As a matter of fact, many, perhaps most, theologians that I have read take largely the same position. Theologians like Paul Tillich, Rudolf Bultmann, or Schubert Ogden (The Reality of God), the process theologians like John Cobb, Charles Hartshorne, and A.N. Whitehead as well as many other contemporary philosophers and writers like James Carse's classic, The Silence of God, (as well as his The Religious Case Against Belief mentioned above), or Mark Johnston (Saving God: Religion after Idolatry).
All of these authors, in different ways, try to shift the focus on God-talk away from belief and toward awareness of one's existential condition and decision.
Decades ago, in 1963 the Anglican Bishop of Woolrich, John A. T. Robinson, in his book Honest to God, wrote as a Christian who doesn't 'believe in God,' as God is typically described as a very large being among other beinga. Like Tillich, for Robinson God is our ultimate concern, the ground of all being, or Being Itself.
I owe a special debt to Don Cupitt, the Anglican priest who has abandoned most God talk because he thinks that "Being talk" or our ideas about "life" and life itself are where we are most clear about the meaning of religious experience. I think Cupitt is right and while I don't go all the way with him in accepting that our language and the world we create together with our language is all that we "know," he still has had a profound influence in shaping my ideas about "life itself" that I have long struggled with here and here and here and here.
That's the position that I more or less embrace, and like others I remain inside the church, actually inside a specific gathering of Christians, with many who do "believe" in God in the usual ways as well as with those who may not "believe" in God in the more traditional sense.
And by the way, the title for this essay was mentioned in passing by an Episcopal priest and friend. As I can't say he would subscribe to what I have written here, I'll leave his name out of it but I think it is interesting that a minister of the church is thinking somewhat along the same lines.

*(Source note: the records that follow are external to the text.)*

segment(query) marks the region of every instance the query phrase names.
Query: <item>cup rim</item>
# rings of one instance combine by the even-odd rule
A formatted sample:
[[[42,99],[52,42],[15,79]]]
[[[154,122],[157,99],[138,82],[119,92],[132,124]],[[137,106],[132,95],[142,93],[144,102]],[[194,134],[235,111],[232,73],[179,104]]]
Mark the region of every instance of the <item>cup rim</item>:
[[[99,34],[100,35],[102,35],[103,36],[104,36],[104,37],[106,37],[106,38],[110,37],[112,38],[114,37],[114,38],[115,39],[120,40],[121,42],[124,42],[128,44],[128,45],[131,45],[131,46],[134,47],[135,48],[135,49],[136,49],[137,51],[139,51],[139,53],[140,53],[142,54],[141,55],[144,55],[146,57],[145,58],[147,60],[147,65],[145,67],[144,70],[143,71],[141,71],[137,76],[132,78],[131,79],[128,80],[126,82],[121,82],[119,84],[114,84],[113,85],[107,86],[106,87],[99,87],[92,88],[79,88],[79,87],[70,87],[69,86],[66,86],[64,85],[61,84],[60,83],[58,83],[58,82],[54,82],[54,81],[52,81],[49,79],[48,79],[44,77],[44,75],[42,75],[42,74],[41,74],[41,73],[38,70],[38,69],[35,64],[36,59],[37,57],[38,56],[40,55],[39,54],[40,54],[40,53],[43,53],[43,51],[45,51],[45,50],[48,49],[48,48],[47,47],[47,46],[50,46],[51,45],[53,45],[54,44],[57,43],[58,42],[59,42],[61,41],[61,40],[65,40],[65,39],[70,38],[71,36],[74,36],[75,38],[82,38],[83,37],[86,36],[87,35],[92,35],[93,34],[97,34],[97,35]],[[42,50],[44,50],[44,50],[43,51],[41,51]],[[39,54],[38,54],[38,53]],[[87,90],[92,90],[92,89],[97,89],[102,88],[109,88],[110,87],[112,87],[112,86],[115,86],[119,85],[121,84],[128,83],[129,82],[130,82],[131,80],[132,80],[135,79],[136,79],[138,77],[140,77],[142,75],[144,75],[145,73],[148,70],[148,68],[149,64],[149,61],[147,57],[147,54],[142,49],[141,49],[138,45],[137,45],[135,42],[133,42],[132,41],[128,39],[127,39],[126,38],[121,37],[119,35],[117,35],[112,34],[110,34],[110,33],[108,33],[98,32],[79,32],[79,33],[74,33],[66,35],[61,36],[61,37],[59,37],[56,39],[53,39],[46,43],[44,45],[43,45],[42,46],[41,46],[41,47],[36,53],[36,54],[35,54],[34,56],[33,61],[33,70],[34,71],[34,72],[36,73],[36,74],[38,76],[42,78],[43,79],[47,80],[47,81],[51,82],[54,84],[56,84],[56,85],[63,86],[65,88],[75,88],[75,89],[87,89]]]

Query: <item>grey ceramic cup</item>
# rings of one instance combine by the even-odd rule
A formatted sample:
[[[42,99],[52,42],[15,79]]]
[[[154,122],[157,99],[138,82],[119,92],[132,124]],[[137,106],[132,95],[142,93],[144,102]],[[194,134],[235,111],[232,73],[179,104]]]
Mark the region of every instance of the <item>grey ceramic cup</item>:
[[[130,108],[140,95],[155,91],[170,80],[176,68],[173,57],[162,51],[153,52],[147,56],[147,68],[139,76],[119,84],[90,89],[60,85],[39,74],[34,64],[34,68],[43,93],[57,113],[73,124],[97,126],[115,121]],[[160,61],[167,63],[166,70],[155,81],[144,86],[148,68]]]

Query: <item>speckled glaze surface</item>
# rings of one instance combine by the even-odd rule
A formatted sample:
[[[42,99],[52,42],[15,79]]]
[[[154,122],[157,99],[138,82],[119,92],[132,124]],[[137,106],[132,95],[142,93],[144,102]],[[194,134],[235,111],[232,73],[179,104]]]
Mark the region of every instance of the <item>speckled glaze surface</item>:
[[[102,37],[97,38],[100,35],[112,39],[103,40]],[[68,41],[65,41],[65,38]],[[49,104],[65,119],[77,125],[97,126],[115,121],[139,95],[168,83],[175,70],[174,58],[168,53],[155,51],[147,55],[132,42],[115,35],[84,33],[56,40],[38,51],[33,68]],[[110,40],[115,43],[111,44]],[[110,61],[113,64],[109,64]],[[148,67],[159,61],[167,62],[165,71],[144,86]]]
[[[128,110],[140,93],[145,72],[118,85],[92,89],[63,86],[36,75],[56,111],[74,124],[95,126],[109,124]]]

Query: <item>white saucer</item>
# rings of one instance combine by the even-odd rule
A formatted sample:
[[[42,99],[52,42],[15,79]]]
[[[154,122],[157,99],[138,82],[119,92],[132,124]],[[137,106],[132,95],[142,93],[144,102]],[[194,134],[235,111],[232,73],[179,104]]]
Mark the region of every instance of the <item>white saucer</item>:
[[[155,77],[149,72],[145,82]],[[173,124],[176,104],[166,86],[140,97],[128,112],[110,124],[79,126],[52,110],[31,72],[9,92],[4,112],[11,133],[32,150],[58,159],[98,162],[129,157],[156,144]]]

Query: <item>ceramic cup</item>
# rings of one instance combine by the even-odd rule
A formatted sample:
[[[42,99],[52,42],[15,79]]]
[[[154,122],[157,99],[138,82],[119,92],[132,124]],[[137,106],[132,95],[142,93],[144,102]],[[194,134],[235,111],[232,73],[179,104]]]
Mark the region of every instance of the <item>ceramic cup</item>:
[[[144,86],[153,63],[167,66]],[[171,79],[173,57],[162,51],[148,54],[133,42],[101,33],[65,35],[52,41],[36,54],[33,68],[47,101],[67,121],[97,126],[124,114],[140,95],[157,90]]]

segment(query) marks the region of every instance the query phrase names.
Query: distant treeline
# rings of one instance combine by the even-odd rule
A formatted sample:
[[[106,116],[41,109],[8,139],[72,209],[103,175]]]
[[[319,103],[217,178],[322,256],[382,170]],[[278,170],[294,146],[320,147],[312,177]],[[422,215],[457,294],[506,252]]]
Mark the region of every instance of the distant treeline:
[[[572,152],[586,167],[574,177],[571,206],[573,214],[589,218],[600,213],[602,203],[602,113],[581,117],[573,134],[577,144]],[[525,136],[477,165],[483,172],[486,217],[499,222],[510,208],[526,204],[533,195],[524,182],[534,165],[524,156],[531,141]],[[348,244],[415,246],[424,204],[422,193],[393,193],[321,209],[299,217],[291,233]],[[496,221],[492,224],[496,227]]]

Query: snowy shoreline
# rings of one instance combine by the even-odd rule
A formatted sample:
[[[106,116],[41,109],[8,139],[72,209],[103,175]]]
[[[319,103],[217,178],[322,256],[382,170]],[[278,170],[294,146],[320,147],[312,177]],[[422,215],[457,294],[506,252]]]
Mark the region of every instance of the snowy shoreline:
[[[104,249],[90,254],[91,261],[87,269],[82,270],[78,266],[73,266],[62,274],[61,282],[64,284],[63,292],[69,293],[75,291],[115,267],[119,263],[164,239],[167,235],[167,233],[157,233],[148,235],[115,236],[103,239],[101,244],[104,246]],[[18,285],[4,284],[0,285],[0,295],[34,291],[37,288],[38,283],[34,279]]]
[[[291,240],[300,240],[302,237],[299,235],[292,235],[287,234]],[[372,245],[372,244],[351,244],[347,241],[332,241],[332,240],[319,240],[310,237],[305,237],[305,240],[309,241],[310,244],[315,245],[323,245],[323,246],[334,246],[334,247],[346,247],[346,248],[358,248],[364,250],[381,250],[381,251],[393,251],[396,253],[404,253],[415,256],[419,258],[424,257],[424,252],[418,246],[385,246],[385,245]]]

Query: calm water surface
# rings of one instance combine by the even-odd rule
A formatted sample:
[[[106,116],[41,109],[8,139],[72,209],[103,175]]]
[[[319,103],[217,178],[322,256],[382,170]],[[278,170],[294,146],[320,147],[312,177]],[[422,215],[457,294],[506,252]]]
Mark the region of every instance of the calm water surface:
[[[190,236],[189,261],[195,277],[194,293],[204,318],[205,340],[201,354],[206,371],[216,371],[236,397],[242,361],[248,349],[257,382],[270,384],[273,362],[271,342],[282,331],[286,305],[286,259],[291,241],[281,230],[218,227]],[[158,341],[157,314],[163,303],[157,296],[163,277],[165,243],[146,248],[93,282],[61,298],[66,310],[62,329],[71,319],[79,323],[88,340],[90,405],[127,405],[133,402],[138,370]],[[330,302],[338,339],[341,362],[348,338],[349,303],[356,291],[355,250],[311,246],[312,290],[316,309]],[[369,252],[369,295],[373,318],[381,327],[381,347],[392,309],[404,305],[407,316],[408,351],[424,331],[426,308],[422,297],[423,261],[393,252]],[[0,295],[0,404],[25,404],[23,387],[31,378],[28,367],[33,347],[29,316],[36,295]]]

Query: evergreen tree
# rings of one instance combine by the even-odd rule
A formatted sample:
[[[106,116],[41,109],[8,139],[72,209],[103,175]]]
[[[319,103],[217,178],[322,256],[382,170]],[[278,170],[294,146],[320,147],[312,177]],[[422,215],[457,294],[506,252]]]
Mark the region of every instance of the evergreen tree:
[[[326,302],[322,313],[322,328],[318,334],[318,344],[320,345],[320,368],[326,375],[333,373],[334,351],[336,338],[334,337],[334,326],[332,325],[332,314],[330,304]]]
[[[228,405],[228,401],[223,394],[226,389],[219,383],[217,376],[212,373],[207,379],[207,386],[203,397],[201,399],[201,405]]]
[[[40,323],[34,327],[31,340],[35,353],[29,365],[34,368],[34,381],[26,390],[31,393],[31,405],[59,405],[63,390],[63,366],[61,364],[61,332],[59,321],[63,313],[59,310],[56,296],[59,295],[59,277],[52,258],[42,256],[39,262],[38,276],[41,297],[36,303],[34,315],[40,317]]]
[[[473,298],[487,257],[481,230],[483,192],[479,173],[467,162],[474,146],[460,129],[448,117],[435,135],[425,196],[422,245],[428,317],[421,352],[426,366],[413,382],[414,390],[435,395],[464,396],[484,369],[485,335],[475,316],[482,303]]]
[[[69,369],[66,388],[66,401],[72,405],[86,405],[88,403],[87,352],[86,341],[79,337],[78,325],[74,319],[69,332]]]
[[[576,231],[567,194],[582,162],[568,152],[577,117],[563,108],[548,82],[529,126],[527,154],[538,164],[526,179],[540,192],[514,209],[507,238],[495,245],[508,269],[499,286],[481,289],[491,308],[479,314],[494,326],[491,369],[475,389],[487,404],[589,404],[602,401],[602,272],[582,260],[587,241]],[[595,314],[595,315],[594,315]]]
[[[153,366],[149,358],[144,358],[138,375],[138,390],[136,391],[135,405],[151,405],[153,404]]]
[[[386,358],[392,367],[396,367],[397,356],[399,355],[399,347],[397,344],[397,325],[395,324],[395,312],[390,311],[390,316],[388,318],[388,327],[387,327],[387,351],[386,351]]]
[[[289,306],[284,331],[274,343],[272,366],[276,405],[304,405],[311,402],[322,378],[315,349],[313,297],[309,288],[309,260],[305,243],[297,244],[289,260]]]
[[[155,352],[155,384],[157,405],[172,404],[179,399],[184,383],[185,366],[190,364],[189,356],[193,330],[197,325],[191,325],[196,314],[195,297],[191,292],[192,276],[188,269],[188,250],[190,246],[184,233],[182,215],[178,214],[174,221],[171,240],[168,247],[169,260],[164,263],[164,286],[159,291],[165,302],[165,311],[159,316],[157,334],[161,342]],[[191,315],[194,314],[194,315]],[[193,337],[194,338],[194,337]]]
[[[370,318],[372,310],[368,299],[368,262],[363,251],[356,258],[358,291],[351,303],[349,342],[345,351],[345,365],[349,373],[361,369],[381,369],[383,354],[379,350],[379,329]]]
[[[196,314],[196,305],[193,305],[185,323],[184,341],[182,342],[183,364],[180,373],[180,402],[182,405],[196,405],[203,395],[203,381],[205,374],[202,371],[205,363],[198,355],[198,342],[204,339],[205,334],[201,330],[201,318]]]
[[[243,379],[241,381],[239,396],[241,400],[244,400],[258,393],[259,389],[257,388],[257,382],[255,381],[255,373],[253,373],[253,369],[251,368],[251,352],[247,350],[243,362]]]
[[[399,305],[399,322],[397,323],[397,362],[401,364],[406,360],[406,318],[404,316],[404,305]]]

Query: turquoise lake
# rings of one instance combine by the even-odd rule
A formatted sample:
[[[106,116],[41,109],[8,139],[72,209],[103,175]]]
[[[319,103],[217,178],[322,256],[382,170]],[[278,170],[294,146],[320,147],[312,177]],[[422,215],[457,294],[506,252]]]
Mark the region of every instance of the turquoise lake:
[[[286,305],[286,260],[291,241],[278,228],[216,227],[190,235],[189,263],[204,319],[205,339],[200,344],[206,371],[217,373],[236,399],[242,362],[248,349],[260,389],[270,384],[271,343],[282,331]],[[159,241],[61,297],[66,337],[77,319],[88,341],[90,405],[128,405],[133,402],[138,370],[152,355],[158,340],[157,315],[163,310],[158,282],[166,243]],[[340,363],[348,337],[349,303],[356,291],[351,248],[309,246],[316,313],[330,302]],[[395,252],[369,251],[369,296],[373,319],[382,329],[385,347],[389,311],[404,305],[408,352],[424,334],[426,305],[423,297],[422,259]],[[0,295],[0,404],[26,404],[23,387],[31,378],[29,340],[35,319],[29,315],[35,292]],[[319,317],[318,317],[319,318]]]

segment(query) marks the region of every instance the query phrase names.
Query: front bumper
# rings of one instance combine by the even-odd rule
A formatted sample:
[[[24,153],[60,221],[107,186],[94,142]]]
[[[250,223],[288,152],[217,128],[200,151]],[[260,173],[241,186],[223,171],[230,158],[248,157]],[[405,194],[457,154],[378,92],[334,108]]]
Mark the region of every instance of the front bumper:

I started out by mentioning our St. John's traditional community meal at Thanksgiving. When we come together in the community and share a common meal we are celebrating life itself and life together and that is the very heart of faith. Surely that is a faith that reaches far outside the precincts of organized religion.
Amen.
What you have said is both provocative and falls within the continuing ancient discourse of faith, religion, belief, spirituality. It seems to me that we will never be able to verbalize the reality or the non reality of God. We can have a deeply emotional experience and not be able to fully explain it to others. Our view, experience, and relationship with faith, god, and religion will continue to ellude us. Some find the discourse exciting, others find it tiring, and yet others find it blasphemous. The discourse will remain with us forever and will regularly change in tempo and temper. There is a tradition that reaches into lots of areas of life which says that silence is the ultimate of what we can say about God. One tradition within Christianity is that when we have any kind of religious experience, we are not to talk about it for 3 years while it is digested and absorbed within our souls. The verbal discourse is important and helps the one expressing their views and those hearing them confront and clarify what they may be feeling, thinking, or something I cannot put into words.